El fandango, ritmo y baile esencial en Sincelejo, Sucre, desde el siglo XX, tiene raíces indígenas y españolas. Su historia musical se entrelaza con bandas y figuras clave como Leónidas Paternina.
Por Aníbal Paternina Padilla. En nuestra sabana sucreña se comienza a disfrutar del fandango desde las primeras décadas del siglo XX, interpretados por las bandas que ya se habían organizado en los pueblos de la Región Caribe. En Sincelejo particularmente para sus fiestas del 20 de enero el fandango (ritmo y baile), era el principal complemento de las corralejas. El fandango es compañero de La parranda y el bullicio. Nos comunica al rojo vivo los encantos de primitivas costumbres que aún perduran como innumerables tradiciones en el precipitado desenvolvimiento de la vida. En Sincelejo la esplendidez de los afamados fandangos interpretados y bailados en las fiestas del Dulce Nombre de Jesús, nos traen gratos recuerdos de inolvidables parejas como Pola Becté, Teresa Popana, María Polvo, Simona Martínez, Paula Vitola, Eulogio Vaquero, José Pérez, Pedro Rangel, Julio Paternina y otros. El fandango al igual que la cumbia son expresiones musicales netamente indígenas y más precisamente Zenúes. El fandango tiene una influencia española, pero no es negroide, es el mapalé el que tiene raíces negras. Los ritmos rodados no son negroides pues el hombre movía los hombros y las mujeres la cadera. En el fandango se dan movimientos sobados de pie tieso y lógicamente sobados. La transición a las bandas se origina durante la Guerra de los Supremos en 1840, cuando se efectúan bailes de fandango en pueblos de Bolívar Grande, como Calamar, Sitio Nuevo, Tenerife, Plato, Magangué, Sincelejo y otras poblaciones de las sabanas en honor al Espíritu Unido de la Costa, donde se conjugaron las bandas de guerra con las gaitas y tambores, entre otras las dirigidas por el sincelejano Leónidas Paternina Martínez.

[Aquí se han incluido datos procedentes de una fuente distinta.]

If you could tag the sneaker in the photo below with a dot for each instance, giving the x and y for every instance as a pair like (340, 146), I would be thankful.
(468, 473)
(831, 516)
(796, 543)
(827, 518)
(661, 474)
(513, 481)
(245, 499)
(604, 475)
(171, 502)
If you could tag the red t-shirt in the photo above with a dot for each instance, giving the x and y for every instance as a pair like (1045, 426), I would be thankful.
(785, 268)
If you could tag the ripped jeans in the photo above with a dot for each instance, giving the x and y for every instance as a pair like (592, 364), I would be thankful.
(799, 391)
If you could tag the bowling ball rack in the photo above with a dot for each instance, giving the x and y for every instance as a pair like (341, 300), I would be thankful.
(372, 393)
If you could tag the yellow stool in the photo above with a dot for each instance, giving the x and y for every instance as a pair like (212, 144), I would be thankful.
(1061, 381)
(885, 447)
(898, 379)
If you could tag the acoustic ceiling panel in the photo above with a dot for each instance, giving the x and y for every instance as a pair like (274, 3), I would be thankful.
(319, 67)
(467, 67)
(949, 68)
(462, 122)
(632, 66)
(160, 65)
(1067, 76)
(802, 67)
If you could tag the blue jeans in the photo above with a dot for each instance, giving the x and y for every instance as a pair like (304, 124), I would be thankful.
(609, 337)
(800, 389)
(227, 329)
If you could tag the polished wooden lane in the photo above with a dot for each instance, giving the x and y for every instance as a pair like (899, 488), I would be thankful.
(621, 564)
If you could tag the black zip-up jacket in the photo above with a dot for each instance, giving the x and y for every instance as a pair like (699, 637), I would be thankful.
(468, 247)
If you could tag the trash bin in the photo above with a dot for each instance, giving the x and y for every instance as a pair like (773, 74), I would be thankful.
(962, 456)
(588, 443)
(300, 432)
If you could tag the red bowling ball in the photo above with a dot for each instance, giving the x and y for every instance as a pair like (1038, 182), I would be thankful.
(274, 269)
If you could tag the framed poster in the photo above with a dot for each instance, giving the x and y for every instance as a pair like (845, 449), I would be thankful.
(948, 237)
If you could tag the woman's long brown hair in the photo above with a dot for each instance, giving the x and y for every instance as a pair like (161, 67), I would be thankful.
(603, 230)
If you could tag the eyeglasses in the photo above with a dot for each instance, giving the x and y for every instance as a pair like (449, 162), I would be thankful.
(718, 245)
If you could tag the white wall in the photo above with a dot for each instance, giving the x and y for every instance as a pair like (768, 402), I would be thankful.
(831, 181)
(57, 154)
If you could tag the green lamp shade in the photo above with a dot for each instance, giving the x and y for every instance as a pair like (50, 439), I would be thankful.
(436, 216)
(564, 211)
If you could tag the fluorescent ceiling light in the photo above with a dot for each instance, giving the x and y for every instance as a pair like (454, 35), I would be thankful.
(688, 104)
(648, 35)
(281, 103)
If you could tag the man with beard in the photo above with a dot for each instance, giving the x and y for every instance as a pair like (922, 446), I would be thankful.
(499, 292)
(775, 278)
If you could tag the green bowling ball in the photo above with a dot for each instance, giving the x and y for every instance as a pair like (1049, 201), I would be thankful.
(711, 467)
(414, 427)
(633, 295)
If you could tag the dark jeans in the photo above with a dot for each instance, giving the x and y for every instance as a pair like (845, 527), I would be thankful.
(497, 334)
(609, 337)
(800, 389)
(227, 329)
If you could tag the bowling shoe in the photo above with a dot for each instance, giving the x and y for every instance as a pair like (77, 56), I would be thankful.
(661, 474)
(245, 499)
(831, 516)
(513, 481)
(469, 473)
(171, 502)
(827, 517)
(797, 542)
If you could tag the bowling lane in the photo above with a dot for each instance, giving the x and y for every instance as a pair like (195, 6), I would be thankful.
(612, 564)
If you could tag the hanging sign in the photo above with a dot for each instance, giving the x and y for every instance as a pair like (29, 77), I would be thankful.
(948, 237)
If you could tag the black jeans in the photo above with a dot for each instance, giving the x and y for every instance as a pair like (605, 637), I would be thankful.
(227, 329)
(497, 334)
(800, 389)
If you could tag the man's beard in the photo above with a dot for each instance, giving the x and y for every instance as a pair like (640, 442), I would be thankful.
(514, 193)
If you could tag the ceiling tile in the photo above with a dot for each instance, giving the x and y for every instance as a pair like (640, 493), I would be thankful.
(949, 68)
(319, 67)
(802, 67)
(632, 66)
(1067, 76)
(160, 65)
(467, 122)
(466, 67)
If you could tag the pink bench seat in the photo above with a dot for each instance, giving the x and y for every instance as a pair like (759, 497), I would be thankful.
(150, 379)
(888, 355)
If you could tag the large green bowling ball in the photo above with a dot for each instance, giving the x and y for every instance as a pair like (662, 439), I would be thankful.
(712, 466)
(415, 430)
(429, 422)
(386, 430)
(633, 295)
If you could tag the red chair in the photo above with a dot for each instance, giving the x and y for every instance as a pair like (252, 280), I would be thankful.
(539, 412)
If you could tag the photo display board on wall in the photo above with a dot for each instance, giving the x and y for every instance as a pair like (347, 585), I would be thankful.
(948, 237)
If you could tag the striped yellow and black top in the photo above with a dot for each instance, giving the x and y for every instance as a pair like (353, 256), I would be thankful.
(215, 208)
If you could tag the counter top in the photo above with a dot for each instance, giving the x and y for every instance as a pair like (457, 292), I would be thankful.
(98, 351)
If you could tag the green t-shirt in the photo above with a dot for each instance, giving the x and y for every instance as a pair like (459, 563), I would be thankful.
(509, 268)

En su obra presente antropológico 1912, José Urueta y Eduardo Gutiérrez de Piñeres, narran características de los fandangos del pozo Getsemaní y Chambacú durante las campañas política, para la época se hacían intercambio entre negros e indios. Esto indica que la transición de las bandas se dio en el transcurso del siglo XIX y albores del XX. Mientras tanto el músico sincelejano Leónidas Paternina Martínez fundó en San Pelayo en 1905 la primera banda de este municipio con el nombre de La Arribana y creó la dinastía musical Paternina en cabeza de su hijo mayor Primo Paternina Olivero, famoso músico autor de María Varilla, Mona Carolina, Soy Pelayero y otros temas del pentagrama nacional registrados en el Ministerio del Interior y Discos Fuentes de Cartagena.